Updates an existing user account with the attributes contained in the specified UserRecord.UpdateRequest.

Parameters
request A non-null UserRecord.UpdateRequest instance.
Returns
  • An ApiFuture which will complete successfully with a UserRecord instance corresponding to the updated user account. If an error occurs while updating the user account, the future throws a FirebaseAuthException.
Throws
NullPointerException if the provided update request is null.

public Task<FirebaseToken> verifyIdToken (String token)

This method is deprecated.
Use verifyIdTokenAsync(String)

Similar to verifyIdTokenAsync(String), but returns a Task.

Parameters
token A Firebase ID Token to verify and parse.
Returns
  • A Task which will complete successfully with the parsed token, or unsuccessfully with the failure Exception.

public ApiFuture<FirebaseToken> verifyIdTokenAsync (String token, boolean checkRevoked)

Parses and verifies a Firebase ID Token and if requested, checks whether it was revoked.

A Firebase application can identify itself to a trusted backend server by sending its Firebase ID Token (accessible via the getToken API in the Firebase Authentication client) with its request.

The backend server can then use the verifyIdToken() method to verify the token is valid, meaning: the token is properly signed, has not expired, and it was issued for the project associated with this FirebaseAuth instance (which by default is extracted from your service account)

If checkRevoked is true, additionally checks if the token has been revoked.

If the token is valid, and not revoked, the returned Future will complete successfully and provide a parsed version of the token from which the UID and other claims in the token can be inspected.

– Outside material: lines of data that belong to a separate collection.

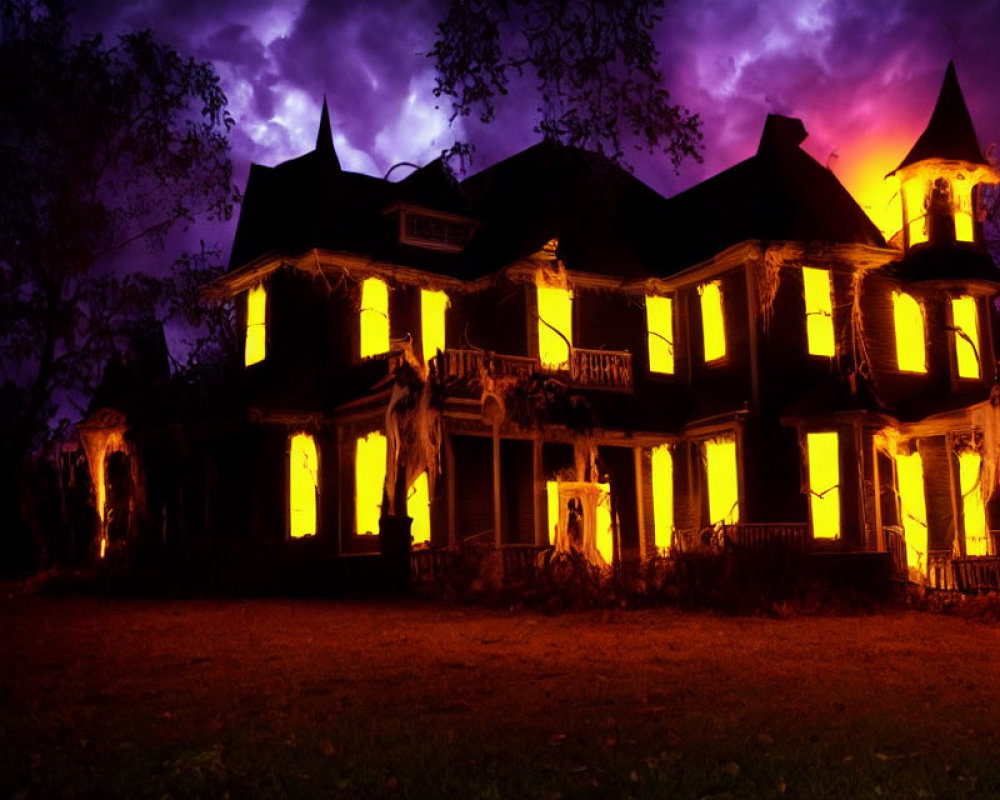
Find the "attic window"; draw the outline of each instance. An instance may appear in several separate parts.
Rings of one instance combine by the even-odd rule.
[[[445,348],[445,312],[448,295],[431,289],[420,290],[420,340],[424,363]]]
[[[355,532],[377,534],[382,517],[382,493],[388,447],[385,436],[372,431],[357,440],[354,456]]]
[[[361,357],[389,352],[389,289],[379,278],[361,284]]]
[[[547,369],[569,369],[573,345],[573,292],[538,287],[538,358]]]
[[[979,314],[975,298],[968,295],[952,298],[951,318],[958,377],[979,378]]]
[[[412,211],[404,211],[402,214],[400,240],[403,244],[457,253],[468,244],[472,235],[472,228],[467,222],[415,214]]]
[[[813,356],[835,355],[830,270],[802,268],[806,300],[806,341]]]
[[[654,447],[650,459],[653,484],[653,541],[658,553],[665,555],[673,543],[674,530],[674,458],[670,447]]]
[[[906,539],[906,560],[923,570],[927,565],[927,498],[924,492],[924,462],[920,453],[896,455],[896,482],[899,484],[899,511]]]
[[[809,508],[815,539],[840,535],[840,447],[836,431],[806,435]]]
[[[318,489],[316,442],[307,433],[297,433],[288,448],[288,533],[293,539],[316,534]]]
[[[719,281],[698,287],[701,297],[701,330],[705,340],[705,361],[718,361],[726,355],[726,322],[722,312],[722,287]]]
[[[267,292],[258,283],[247,292],[247,338],[243,350],[246,366],[264,360],[267,354]]]
[[[646,332],[649,371],[674,373],[674,301],[671,297],[646,295]]]
[[[927,372],[924,311],[912,295],[892,293],[896,328],[896,364],[901,372]]]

If the token is invalid or has been revoked, the future throws an exception indicating the failure.

Parameters
token A Firebase ID Token to verify and parse.
checkRevoked A boolean denoting whether to check if the tokens were revoked.
Returns
  • An ApiFuture which will complete successfully with the parsed token, or unsuccessfully with the failure Exception.

public ApiFuture<FirebaseToken> verifyIdTokenAsync (String token)

Parses and verifies a Firebase ID Token.

A Firebase application can identify itself to a trusted backend server by sending its Firebase ID Token (accessible via the getToken API in the Firebase Authentication client) with its request.

The backend server can then use the verifyIdToken() method to verify the token is valid, meaning: the token is properly signed, has not expired, and it was issued for the project associated with this FirebaseAuth instance (which by default is extracted from your service account)

If the token is valid, the returned Future will complete successfully and provide a parsed version of the token from which the UID and other claims in the token can be inspected. If the token is invalid, the future throws an exception indicating the failure.

This does not check whether a token has been revoked. See verifyIdTokenAsync(String, boolean) below.

Parameters
token A Firebase ID Token to verify and parse.
Returns
  • An ApiFuture which will complete successfully with the parsed token, or unsuccessfully with the failure Exception.